The normal producer of raw milk is, of course, the cow and I don't think that they need a permit but the dairy where the cow lives and the dairyman who milks her probably will. A dairyman is normally also called a farmer and farmers have been the backbone of American agriculture since colonial days. Farmers have supplied their families and the local villages with milk since Medieval times if not before. I believe that it is only since the middle of the last century, when large industrial dairies began to “produce” dairy products and relegated the farmer to the role of “supplier” that permitting became an issue.
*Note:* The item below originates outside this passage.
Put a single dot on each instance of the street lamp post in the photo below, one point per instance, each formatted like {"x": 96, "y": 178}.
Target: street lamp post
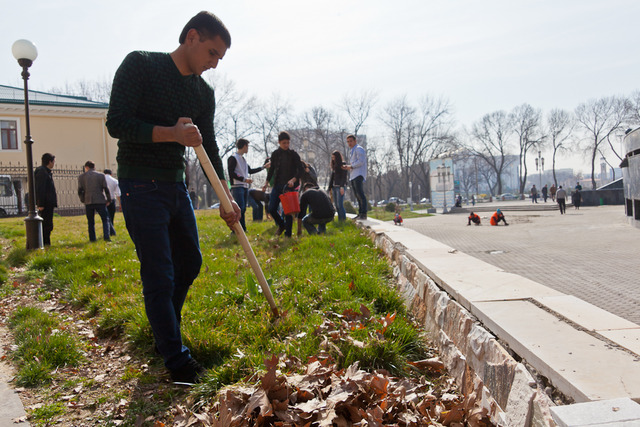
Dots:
{"x": 540, "y": 161}
{"x": 25, "y": 52}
The local farmer today, really wishes to grow and sell a good product and allowing an inferior product to leave the farm or potentially harm the consumer is the last situation that they want. Industrial farmers just need to move as much inventory as they can, because it is all about filling the contract and not feeding your friends and neighbors.
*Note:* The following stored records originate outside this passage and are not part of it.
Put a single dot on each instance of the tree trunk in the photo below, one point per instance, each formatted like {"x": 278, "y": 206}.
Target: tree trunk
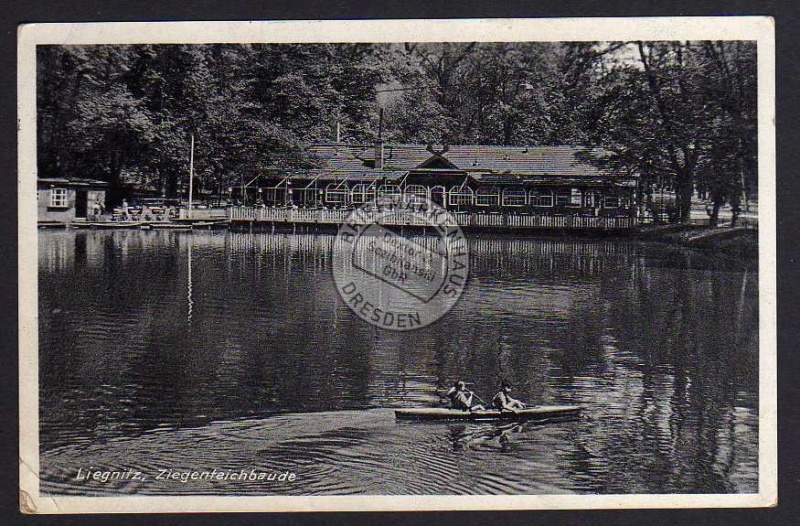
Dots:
{"x": 713, "y": 220}
{"x": 683, "y": 190}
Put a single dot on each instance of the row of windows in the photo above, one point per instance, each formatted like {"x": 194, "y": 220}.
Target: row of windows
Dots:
{"x": 58, "y": 198}
{"x": 465, "y": 196}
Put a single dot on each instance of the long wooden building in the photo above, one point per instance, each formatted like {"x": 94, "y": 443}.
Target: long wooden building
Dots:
{"x": 547, "y": 180}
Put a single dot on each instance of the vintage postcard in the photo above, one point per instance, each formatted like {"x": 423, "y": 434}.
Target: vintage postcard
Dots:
{"x": 397, "y": 265}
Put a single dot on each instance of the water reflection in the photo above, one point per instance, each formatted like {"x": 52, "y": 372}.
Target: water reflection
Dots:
{"x": 142, "y": 331}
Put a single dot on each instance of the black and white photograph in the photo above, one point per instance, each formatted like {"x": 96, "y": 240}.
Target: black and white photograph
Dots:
{"x": 397, "y": 265}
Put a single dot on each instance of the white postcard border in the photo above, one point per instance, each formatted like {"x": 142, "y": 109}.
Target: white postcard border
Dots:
{"x": 760, "y": 29}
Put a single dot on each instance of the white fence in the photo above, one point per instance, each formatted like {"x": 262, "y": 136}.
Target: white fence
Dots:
{"x": 464, "y": 219}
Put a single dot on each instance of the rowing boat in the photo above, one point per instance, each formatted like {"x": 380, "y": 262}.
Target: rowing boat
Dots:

Under this new bill, any permitted producer may legally sell raw milk to the end consumer as long as it is at the farm where it is produced. That sounds good but I doubt that many of the industrial dairies would like for the average shopper to see the conditions in which the cows live. It is sometimes vastly different from the bucolic images shown of happy cows and verdant pastures. Some cows never see the light of day or green fields.
On the other hand, the permitting requirements placed upon the local farmer(dairyman) may be so onerous that attempting to comply would entail a full time staff of dozens. This is far from the concept of a small time farm family that conquered the wilderness of America.. Farmers with small or medium sized herds may not be able to meet these currently unwritten regulations.
Given the history of the inspectors of the Cabinet of Health and Family Services and their past demonstrated dislike of the dairymen with cowshare programs, the possible new regulations could surely create problems for the small dairyman.
The proposed new law also requires that all packaging be labeled in such a way that could subtly imply, through wording and “warnings”, that raw milk is inferior to the usual commercial offerings. It has been the experience of those of us who like raw milk, that we need to search out that which we feel is superior and will go the extra mile to get it. Of those I know in the cowshare “families”, we trust our dairymen and realize some of the inherent risk in the bottling process, yet others trust the government inspection system and its highly publicized and all too frequent failures.
Lastly, the bill reiterates that the raw milk may only be sold or sampled on the farm which produced it which puts the smaller sized dairymen at a significant disadvantage compared to industrial dairies and their convenient sales and delivery systems.
There is much to like in this proposed law. It brings to light the increased desire to consume raw milk and the rise in the re-localization of our basic foods. It show a desire on the part of a legislator to legalize what should be freely available, similar to the farmers market expansion we are currently watching happen. It helps bring Kentucky closer to the regulations of other enlightened states concerning local foods. It does many good things but it also falls somewhat short.
There is much to be done which will make this bill better.